GitHub's Copilot may steer you into dangerous waters about 40% of the time – study


Academics have put GitHub's Copilot to the test on the security front, and said they found that roughly 40 per cent of the time, code generated by the programming assistant is, at best, buggy, and at worst, potentially vulnerable to attack.

Copilot arrived with several caveats, such as its tendency to generate incorrect code, its proclivity for exposing secrets, and its problems judging software licenses. But the AI programming helper, based on OpenAI's Codex neural network, also has another shortcoming: just like humans, it may produce flimsy code.

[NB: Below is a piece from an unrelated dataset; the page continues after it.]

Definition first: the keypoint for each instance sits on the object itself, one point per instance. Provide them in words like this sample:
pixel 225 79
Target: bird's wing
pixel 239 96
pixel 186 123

That's perhaps unsurprising given that Copilot was trained on source code from GitHub and ingested all the bugs therein. Nonetheless, five boffins affiliated with New York University's Tandon School of Engineering felt it necessary to quantify the extent to which Copilot fulfills the dictum "garbage in, garbage out."

In a paper released through ArXiv, "An Empirical Cybersecurity Evaluation of GitHub Copilot’s Code Contributions," Hammond Pearce, Baleegh Ahmad, Benjamin Tan, Brendan Dolan-Gavitt, and Ramesh Karri created 89 scenarios for Copilot to craft code for, resulting in 1,692 programs, about 40 per cent of which included bugs or design flaws that may be exploitable by an attacker.